The approach followed in latest releases is to avoid reloading the form and the captcha at all if possible. Invalid username is now warned in-place, without submitting the form; something similar can be done for password mismatch; and there was agreement on wikitech-l that the password could be "remembered" upon form reload if the registration fails for other reasons.

Reply to "[Proposal] Use the same question on repeated requests"
Subfader (talkcontribs)

What if the user has $wgEnableWriteAPI = true? Will spam account creation be possible?

See also Thread:Project:Support_desk/API:_Disable_selected_dangerous_write_actions

MarkAHershberger (talkcontribs)

ConfirmEdit and other CAPTCHA implementations work with the API so if you depend on it for spam protection, it should continue to be protected.

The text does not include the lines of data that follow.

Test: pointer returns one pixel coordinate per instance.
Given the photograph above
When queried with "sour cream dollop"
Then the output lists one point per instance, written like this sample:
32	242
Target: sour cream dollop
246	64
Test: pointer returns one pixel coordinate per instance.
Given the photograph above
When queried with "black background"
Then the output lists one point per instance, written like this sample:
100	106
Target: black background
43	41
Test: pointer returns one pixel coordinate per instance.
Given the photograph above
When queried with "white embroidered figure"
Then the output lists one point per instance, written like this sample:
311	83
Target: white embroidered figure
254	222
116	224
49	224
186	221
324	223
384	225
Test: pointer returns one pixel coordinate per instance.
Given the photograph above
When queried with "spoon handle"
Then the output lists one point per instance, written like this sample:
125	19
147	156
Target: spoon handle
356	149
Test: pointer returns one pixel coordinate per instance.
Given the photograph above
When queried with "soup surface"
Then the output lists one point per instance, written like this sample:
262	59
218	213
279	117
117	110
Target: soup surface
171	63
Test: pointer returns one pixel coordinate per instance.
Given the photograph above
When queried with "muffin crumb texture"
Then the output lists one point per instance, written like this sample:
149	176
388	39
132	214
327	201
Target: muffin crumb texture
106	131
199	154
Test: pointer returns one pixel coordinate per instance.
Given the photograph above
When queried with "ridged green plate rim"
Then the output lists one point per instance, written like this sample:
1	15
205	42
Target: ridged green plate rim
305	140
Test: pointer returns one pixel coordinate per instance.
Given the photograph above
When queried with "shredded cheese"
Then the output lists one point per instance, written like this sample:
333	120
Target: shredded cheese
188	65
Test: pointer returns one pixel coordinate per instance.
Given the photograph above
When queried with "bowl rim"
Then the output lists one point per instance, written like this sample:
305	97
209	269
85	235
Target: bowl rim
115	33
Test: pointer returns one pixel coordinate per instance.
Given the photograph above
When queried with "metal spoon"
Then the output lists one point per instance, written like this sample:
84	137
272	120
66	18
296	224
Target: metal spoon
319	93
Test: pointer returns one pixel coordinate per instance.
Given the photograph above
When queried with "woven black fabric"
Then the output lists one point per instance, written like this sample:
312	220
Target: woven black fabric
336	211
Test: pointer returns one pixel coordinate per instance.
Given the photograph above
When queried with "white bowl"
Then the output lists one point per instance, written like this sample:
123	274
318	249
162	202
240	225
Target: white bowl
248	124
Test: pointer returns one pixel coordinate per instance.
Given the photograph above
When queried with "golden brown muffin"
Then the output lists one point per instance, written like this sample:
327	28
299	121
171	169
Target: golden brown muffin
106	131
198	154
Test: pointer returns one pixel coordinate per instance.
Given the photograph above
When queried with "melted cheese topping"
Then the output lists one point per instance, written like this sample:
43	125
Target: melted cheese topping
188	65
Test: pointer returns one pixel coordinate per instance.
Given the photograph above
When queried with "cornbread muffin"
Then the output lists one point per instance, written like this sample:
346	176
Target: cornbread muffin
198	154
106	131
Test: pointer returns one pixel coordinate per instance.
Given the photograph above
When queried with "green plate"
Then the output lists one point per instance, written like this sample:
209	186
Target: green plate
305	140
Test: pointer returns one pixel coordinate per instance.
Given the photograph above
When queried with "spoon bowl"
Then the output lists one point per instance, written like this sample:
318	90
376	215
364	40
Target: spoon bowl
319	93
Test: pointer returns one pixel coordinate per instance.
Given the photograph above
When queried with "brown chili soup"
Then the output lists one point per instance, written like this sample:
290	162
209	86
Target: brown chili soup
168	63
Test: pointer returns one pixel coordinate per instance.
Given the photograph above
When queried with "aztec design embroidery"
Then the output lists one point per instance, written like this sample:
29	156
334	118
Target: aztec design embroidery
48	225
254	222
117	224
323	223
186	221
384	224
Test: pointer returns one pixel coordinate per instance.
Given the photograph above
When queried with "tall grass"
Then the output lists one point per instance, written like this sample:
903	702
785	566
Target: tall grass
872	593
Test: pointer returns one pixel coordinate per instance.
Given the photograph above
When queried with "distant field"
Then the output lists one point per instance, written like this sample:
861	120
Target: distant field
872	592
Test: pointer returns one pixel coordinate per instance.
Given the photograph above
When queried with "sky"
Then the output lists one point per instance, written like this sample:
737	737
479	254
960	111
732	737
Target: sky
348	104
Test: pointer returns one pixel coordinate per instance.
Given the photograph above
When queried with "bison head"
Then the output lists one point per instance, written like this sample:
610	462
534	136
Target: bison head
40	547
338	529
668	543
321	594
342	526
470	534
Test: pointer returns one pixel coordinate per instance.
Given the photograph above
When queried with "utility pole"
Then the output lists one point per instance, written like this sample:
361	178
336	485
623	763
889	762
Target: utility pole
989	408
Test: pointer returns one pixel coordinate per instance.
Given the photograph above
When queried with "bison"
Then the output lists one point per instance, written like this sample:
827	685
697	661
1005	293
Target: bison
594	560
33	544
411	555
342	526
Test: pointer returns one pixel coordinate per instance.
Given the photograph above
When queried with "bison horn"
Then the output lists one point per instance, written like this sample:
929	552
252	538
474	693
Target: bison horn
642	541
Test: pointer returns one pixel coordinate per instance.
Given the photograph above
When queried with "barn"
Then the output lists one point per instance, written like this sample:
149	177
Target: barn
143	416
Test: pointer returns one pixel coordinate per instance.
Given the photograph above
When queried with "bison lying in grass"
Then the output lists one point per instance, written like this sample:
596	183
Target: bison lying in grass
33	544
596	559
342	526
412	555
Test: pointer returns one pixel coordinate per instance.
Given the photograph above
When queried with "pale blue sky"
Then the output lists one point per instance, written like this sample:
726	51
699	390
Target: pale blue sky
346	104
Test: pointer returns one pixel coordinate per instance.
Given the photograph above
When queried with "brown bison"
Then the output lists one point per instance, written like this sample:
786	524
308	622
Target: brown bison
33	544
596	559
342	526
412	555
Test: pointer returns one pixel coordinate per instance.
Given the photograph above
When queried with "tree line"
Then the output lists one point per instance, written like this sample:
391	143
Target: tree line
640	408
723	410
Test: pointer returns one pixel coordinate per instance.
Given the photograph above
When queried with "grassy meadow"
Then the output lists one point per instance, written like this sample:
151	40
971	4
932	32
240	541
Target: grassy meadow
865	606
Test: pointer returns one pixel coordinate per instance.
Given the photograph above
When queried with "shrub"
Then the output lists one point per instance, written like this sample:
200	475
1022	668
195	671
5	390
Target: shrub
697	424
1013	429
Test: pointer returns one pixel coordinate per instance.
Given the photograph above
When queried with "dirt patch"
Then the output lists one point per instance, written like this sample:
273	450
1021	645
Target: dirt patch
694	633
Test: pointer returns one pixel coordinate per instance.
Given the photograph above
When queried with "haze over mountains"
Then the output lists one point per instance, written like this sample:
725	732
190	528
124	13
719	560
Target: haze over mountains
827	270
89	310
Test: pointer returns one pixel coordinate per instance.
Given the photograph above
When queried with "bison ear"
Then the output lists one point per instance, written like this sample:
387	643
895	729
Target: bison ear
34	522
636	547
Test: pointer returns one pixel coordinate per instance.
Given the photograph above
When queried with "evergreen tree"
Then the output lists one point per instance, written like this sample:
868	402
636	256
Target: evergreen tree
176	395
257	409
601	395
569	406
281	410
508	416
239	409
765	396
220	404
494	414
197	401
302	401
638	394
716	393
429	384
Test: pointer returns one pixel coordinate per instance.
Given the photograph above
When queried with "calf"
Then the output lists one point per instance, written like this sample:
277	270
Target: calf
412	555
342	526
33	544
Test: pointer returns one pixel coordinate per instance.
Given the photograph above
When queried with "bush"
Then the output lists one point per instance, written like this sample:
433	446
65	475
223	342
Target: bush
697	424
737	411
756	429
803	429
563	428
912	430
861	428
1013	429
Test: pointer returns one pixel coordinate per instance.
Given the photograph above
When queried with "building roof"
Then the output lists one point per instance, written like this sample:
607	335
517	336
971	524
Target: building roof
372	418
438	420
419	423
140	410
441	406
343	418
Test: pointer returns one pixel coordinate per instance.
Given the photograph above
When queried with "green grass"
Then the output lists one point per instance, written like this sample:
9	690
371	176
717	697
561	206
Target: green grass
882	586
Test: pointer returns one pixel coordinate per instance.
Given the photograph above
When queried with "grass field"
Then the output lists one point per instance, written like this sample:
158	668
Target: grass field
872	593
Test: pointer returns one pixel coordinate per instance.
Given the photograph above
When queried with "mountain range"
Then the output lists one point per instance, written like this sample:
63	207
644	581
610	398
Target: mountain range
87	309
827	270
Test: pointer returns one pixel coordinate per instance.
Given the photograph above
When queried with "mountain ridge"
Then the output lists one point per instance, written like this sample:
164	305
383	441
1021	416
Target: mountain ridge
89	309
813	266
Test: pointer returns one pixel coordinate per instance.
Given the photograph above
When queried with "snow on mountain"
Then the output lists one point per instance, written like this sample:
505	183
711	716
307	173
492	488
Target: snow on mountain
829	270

You may also consider disabling account creation by

$wgAPIModules['createaccount'] = 'ApiDisabled';
Reply to "Risk with $wgEnableWriteAPI?" (talkcontribs)

Will Google's new No CAPTCHA reCAPTCHA API be supported?

Nemo bis (talkcontribs)

Probably yes, when someone writes a patch. :)

MisterLambda (talkcontribs)

I've just written one. Gotta just send it in now.

Kghbln (talkcontribs)

Great, since this seems to be a nice CAPTCHA solution.

MisterLambda (talkcontribs)

Wait for this patch to be applied. If you must have it, apply it now, though it's in review for a reason.

Kghbln (talkcontribs)

Cool, I just pinged someone who has a good insight into who may possibly deal with your commit, i.e. to work with you on improving it if there is the need to or to merge it for you into the repo. Excited to try it ... :)

Vedmaka (talkcontribs)

You can look at lightweight release for new reCaptcha - Extension:ReCaptcha. Only edit & account create protection. (talkcontribs)

Any new info when the no captcha will be ready for official ConfirmEdit release?